Despite its high-profile new home, The Expanse is very much the same show. Its fourth season, set to premiere on December 13th, picks up immediately after the events of the third season finale — which in turn was the slow-burn culmination that began with a missing girl and ended with the discovery of alien life and other worlds.

Season 4 pumps the brakes a bit to rearrange the show’s sprawling array of characters and places. The action centers around Ilus, a new, seemingly unpopulated world found beyond a newly opened gate to other star systems. Collectively, humanity is struggling to deal with the sudden revelation of new, habitable worlds, and ultimately dealing with it poorly. The first three seasons of The Expanse are largely concerned with how class structures and oppressive politics replicate themselves, even in the far reaches of space.

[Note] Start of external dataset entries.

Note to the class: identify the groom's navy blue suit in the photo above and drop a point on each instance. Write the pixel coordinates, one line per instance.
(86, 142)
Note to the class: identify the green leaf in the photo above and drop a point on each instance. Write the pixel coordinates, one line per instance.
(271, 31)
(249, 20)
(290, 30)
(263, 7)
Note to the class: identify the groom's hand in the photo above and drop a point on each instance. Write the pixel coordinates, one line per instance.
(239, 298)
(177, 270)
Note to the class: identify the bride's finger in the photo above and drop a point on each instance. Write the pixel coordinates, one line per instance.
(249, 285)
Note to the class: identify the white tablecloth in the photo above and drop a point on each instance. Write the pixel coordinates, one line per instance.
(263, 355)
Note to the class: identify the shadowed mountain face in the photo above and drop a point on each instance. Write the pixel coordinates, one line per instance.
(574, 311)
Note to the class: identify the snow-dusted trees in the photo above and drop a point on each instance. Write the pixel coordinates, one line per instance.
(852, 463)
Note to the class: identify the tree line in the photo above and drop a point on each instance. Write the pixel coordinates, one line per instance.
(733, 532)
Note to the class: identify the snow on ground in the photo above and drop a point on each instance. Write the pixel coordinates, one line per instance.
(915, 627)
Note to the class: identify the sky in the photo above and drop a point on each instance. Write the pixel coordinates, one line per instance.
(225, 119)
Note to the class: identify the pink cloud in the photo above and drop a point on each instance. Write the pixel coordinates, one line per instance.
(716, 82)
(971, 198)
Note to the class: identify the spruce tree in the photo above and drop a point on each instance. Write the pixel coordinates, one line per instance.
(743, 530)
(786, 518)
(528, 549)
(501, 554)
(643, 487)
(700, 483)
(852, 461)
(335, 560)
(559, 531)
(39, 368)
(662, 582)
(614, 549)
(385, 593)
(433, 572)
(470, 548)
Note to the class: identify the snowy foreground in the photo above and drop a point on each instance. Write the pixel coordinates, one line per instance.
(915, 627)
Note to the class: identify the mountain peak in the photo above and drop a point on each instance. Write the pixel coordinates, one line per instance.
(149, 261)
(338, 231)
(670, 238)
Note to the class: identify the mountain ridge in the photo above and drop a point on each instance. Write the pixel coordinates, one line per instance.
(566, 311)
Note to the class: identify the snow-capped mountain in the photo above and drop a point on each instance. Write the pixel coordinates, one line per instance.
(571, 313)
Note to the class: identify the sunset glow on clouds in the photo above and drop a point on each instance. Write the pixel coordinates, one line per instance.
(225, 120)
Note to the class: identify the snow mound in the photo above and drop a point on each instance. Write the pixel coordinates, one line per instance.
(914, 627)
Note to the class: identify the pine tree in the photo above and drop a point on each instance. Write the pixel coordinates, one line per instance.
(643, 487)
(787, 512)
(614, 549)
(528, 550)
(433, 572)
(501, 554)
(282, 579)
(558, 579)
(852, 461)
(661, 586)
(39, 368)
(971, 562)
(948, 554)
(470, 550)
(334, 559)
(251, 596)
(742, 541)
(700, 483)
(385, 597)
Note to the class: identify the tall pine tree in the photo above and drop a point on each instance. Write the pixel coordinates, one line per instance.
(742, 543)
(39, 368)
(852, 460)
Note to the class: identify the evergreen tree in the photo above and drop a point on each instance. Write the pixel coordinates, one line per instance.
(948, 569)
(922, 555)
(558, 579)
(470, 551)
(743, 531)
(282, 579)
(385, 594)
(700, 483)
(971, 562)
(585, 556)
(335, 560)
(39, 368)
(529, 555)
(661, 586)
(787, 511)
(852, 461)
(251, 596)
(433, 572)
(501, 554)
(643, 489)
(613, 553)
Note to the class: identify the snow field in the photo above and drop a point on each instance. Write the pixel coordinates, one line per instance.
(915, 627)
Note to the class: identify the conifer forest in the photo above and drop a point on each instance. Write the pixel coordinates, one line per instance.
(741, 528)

There’s a land rush. The RCE, an energy company with a contract to mine Ilus — dubbed “New Terra” by some — dispatches a research Topplay team. But their mission is complicated by refugees from the Asteroid Belt station Ganymede, who, with nowhere else to go, run a blockade to quickly claim land as their own. Knowing that this will likely end poorly, United Nations chief Chrisjen Avasarala (Shohreh Aghdashloo) dispatches the crew of the gunship Rocinante to arbitrate. Captain James Holden (Steven Strait) and his crew once again find themselves in the middle of a conflict that threatens to become the epicenter of something much larger — especially when it seems like the planet itself might be alive.